Within minutes it would be Zackery’s job to start directing airstrikes onto those anti-aircraft sites and other enemy positions, including a unit of Saddam’s Republican Guard nearby.
About 40 special-operations troops flew in aboard special ops-modified HH-60 Black Hawk and MH-47 Chinook helicopters, supported by various combat aircraft including A-10 Thunderbolts.
As part of an Air Force terminal attack control party, or TAC-P, Zackery’s job was to go in with ground troops and relay to pilots the information they needed to attack ground targets.
Zackery was a veteran of the 2001 invasion of Afghanistan and had been awarded the Bronze Star with “V” device for his actions there. But this was his first mission in Iraq, and it led in part to his second Bronze Star with “V.”
The raiding party touched down around 3 a.m. Some troops dashed toward several four-story palace buildings and started clearing them floor by floor, while others concentrated on assaulting other parts of the complex.
Zackery, as planned, set himself up on the fourth story of one of the guest towers for the duration of the mission.
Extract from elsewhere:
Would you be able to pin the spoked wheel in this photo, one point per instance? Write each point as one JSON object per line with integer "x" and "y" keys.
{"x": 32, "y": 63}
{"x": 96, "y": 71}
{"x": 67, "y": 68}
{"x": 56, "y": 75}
As he looked out across a road through night-vision goggles, he spotted an Iraqi pickup truck with armed men in the back, speeding toward the palace grounds.
He radioed two of the A-10s.
One swept to the attack, the pilot firing his 30 mm Gatling gun. Zackery saw sparks fly off the pavement around the truck, but nothing more, and thought the pilot had missed. In the next instant, the truck exploded in flames.
Moments later, Zackery saw two more pickups heading in and again called them in to the A-10s. Both trucks were destroyed.
By now, aircraft were drawing Iraqi ground fire, and Zackery pinpointed the gun positions for the pilots. The A-10s destroyed four positions.
About 45 minutes after they’d touched down, the raiding party reboarded helicopters and departed.
Later, while at Fort Lewis, Wash., Zackery received his second Bronze Star. Among the actions specified in the accompanying citation was his role in the palace raid.
“His calm professionalism under fire resulted in the destruction of enemy reinforcement vehicles approaching the palace perimeter …” it stated.
And how did he come by that calm professionalism under fire?
Consider his response to what he’d tell others asking him for advice about combat service:
“First of all, I’d start with the cliche, ‘The more you sweat in peace, the less you bleed in war,’ ” he said. “The more you know your job, the more you train, whatever you do, when you have that combat stress placed on you, you’re not worried because you know you’re prepared.”